このような状況下において、国税庁は公式Webサイトの「国税における新型コロナウイルス感染症拡大防止への対応と申告や納税などの当面の税務上の取扱いに関するFAQ」を更新しました。
簡単にまとめると「やむを得ない理由がある場合は、申告期限を個別に延長することができる」というものです。
まず、やむを得ない理由として「感染症にかかった」「発熱しているなど、感染した疑いがある」「濃厚接触者になった」「基礎疾患があるため重症化リスクが高い」などが挙げられています。
また、顧問税理士や経理責任者が感染者・濃厚接触者になった場合や、学校・保育園が休校になり経理担当者が業務を進められない場合も「やむを得ない理由」に含まれるのです。
これらの理由により、申告書・決算書類など必要な書類の作成が遅れ、期限通りに申告・納付を行うことができない場合は、期限の個別延長が認められます。
個別延長を認めてもらうには?
申告期限の個別延長を認めてもらう方法ですが、所轄税務署長に「災害による申告、納付等の期限延長申請書」を提出し、その承認を受けるのが原則です。
承認を受けられれば、その理由が止んだ日(例:濃厚接触者として認定されたものの、自宅待機期間が終了した)から2ヵ月以内の範囲で個別指定による期限延長が認められます。
ただし、申告所得税、贈与税、個人事業者の消費税の確定申告については扱いが異なります。
2022年3月15日(消費税は同年3月31日)の期限までに申告が困難な場合、同年4月15日までの間であれば、申告書の余白(e-Taxの場合は所定欄への入力)に「新型コロナウイルスによる申告・納付期限延長申請」と付記すれば足りるのです。
ただし、4月16日以降に申告期限の個別延長の手続きをする場合は、「災害による申告、納付等の期限延長申請書」を提出する方法によります。
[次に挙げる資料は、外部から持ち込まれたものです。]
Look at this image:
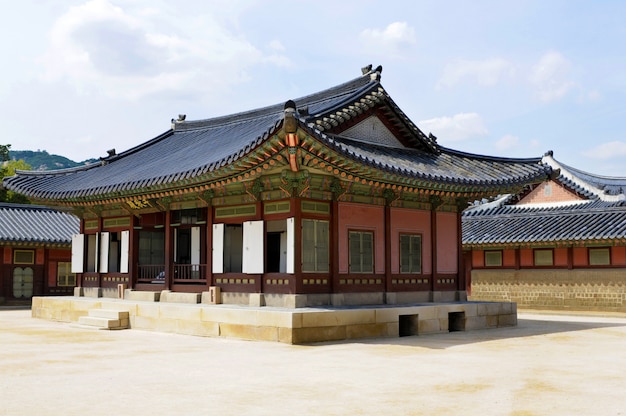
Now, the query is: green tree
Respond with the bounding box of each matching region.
[0,144,31,204]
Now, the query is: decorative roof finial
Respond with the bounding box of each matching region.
[283,100,298,133]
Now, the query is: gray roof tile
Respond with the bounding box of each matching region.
[0,203,80,244]
[4,70,550,200]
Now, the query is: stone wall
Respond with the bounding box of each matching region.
[468,269,626,312]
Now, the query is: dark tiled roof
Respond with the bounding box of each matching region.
[462,201,626,246]
[542,152,626,201]
[0,203,80,244]
[322,136,548,187]
[4,69,550,200]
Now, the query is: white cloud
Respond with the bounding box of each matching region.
[529,51,574,102]
[417,113,487,142]
[583,140,626,160]
[361,22,416,53]
[437,58,515,88]
[42,0,290,99]
[495,134,519,151]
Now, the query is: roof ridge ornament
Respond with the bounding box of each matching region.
[172,114,187,130]
[361,64,383,81]
[283,100,300,172]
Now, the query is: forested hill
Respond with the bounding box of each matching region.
[9,150,97,170]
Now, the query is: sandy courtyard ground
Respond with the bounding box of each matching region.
[0,309,626,416]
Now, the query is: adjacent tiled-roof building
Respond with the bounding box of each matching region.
[4,66,551,304]
[462,152,626,310]
[0,203,80,301]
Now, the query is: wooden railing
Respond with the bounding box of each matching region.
[137,264,165,283]
[174,264,207,282]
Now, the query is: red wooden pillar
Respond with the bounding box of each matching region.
[205,205,215,287]
[289,198,304,293]
[328,199,339,293]
[164,209,174,289]
[128,215,136,289]
[456,211,466,290]
[430,206,437,296]
[385,204,391,292]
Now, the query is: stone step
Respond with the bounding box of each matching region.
[89,309,128,319]
[78,316,128,329]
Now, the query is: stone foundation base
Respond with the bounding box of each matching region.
[32,293,517,344]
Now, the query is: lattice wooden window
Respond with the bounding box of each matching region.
[302,219,330,273]
[400,234,422,274]
[485,250,502,267]
[57,261,76,286]
[13,250,35,264]
[534,250,554,266]
[589,247,611,266]
[348,231,374,273]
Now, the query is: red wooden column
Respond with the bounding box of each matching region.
[204,205,214,290]
[456,211,466,290]
[430,195,441,299]
[164,209,174,290]
[328,198,339,293]
[385,204,392,293]
[96,211,104,288]
[128,215,140,289]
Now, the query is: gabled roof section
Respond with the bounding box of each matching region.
[462,200,626,247]
[0,203,80,245]
[541,152,626,201]
[462,152,626,247]
[4,67,550,204]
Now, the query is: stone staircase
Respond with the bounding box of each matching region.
[77,309,129,330]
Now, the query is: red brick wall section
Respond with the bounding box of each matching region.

なお、法人税・相続税といったその他の税目についても、申告書の右上の余白に「新型コロナウイルスによる申告・納付期限延長申請」と記載すれば、期限を延長することが可能です。
e-Taxを用いる場合は、「電子申告及び申請・届け出名」欄又は「添付書類名」欄に「新型コロナウイルスによる申告・納付期限延長申請」と入力し、e-Tax申告書と同時送信しましょう。